The project started as a companion to a BSides Cape Town event and has since been run at multiple events. The goal is simple: make LLM security accessible to newcomers and veterans alike, with progressive difficulty levels that go from a gentle introduction all the way to genuinely tricky defences.

Architecture

PwnGPT follows a modern web stack:

Google ADK API ↔ FastAPI Backend ↔ HTMX Frontend

Google ADK API powers the agentic LLM capabilities and evaluation framework.
FastAPI provides async REST endpoints and serves the application.
HTMX delivers a dynamic, interactive frontend without heavy JavaScript frameworks.

Why HTMX?

A CTF frontend needs to feel responsive — players are sending prompts and waiting for agent replies in a conversational loop. A full SPA framework like React or Vue would be overkill here. HTMX lets us keep the frontend as server-rendered HTML while still getting smooth, async interactions.

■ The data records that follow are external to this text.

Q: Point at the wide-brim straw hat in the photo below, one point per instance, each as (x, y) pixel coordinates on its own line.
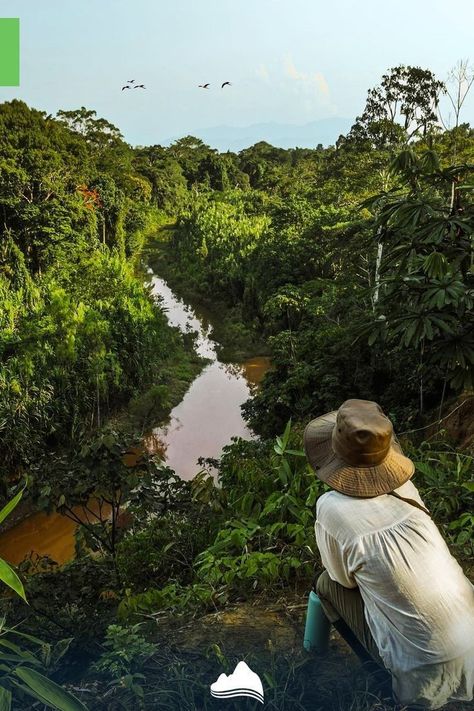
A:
(355, 451)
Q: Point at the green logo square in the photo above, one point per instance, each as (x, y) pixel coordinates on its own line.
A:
(9, 51)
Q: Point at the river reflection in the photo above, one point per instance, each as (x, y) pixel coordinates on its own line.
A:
(209, 414)
(203, 422)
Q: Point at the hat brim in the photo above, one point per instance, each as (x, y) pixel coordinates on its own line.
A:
(362, 481)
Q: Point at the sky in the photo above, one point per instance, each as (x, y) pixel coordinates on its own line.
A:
(289, 61)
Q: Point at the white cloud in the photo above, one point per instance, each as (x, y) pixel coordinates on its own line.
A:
(310, 83)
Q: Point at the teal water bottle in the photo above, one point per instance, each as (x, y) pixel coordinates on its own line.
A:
(316, 631)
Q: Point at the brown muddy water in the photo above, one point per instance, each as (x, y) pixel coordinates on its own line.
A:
(203, 422)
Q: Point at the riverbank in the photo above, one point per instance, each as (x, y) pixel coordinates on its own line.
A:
(193, 387)
(236, 340)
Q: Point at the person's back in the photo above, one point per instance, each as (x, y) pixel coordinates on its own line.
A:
(391, 586)
(419, 606)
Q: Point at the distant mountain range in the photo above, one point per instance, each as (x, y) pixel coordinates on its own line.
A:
(308, 135)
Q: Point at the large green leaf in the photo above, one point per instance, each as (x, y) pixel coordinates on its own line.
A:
(10, 578)
(5, 699)
(8, 508)
(48, 691)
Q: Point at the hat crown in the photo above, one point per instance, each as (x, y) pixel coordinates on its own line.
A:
(362, 435)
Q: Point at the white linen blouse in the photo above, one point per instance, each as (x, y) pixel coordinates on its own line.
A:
(419, 605)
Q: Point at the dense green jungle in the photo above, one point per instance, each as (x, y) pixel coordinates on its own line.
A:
(350, 265)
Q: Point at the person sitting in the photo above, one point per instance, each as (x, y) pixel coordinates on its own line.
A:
(390, 581)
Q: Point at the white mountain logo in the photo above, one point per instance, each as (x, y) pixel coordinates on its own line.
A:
(242, 682)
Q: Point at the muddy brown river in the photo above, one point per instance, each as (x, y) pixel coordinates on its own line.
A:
(203, 422)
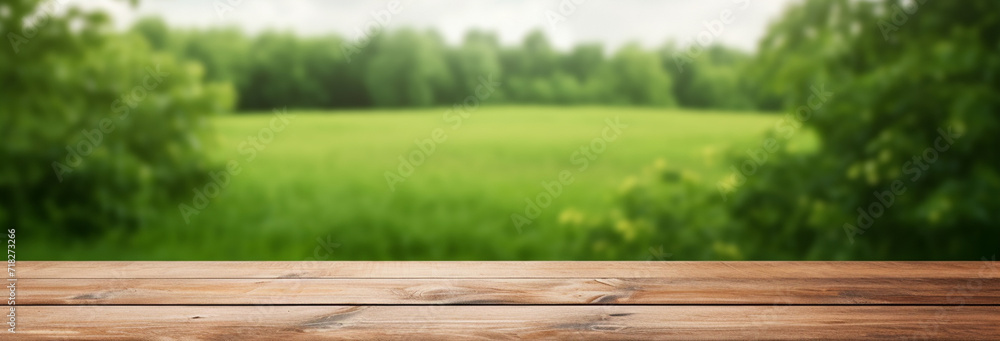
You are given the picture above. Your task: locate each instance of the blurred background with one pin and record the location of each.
(520, 130)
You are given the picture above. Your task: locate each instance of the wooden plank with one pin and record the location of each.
(947, 291)
(842, 271)
(506, 322)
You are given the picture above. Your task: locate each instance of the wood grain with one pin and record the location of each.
(508, 322)
(637, 269)
(507, 300)
(952, 291)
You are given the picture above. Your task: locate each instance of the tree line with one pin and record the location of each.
(412, 68)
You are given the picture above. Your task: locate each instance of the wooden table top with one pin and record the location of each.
(506, 300)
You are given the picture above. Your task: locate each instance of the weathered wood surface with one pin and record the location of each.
(504, 291)
(506, 322)
(498, 300)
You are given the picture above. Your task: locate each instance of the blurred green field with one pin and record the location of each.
(318, 192)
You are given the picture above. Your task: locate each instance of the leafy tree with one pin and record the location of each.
(636, 77)
(905, 167)
(407, 70)
(98, 129)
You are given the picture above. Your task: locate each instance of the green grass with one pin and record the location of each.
(322, 179)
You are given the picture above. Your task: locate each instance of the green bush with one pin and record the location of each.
(914, 107)
(98, 130)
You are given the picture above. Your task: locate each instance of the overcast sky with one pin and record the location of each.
(650, 23)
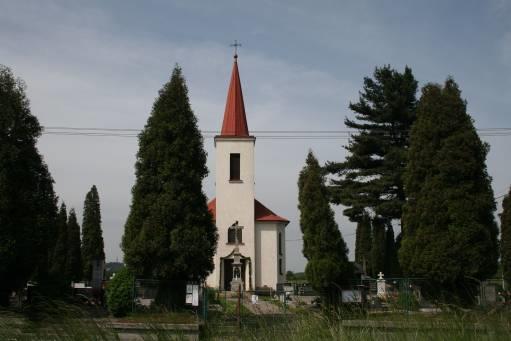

When a player submits a prompt, HTMX fires a POST to the FastAPI backend, which proxies the request to the ADK API server. The response HTML fragment is swapped directly into the page — no JSON parsing, no client-side state management, no build step. File uploads for multi-modal levels (images and audio) work the same way: HTMX handles the form submission, FastAPI processes the file, and the agent response is streamed back as HTML.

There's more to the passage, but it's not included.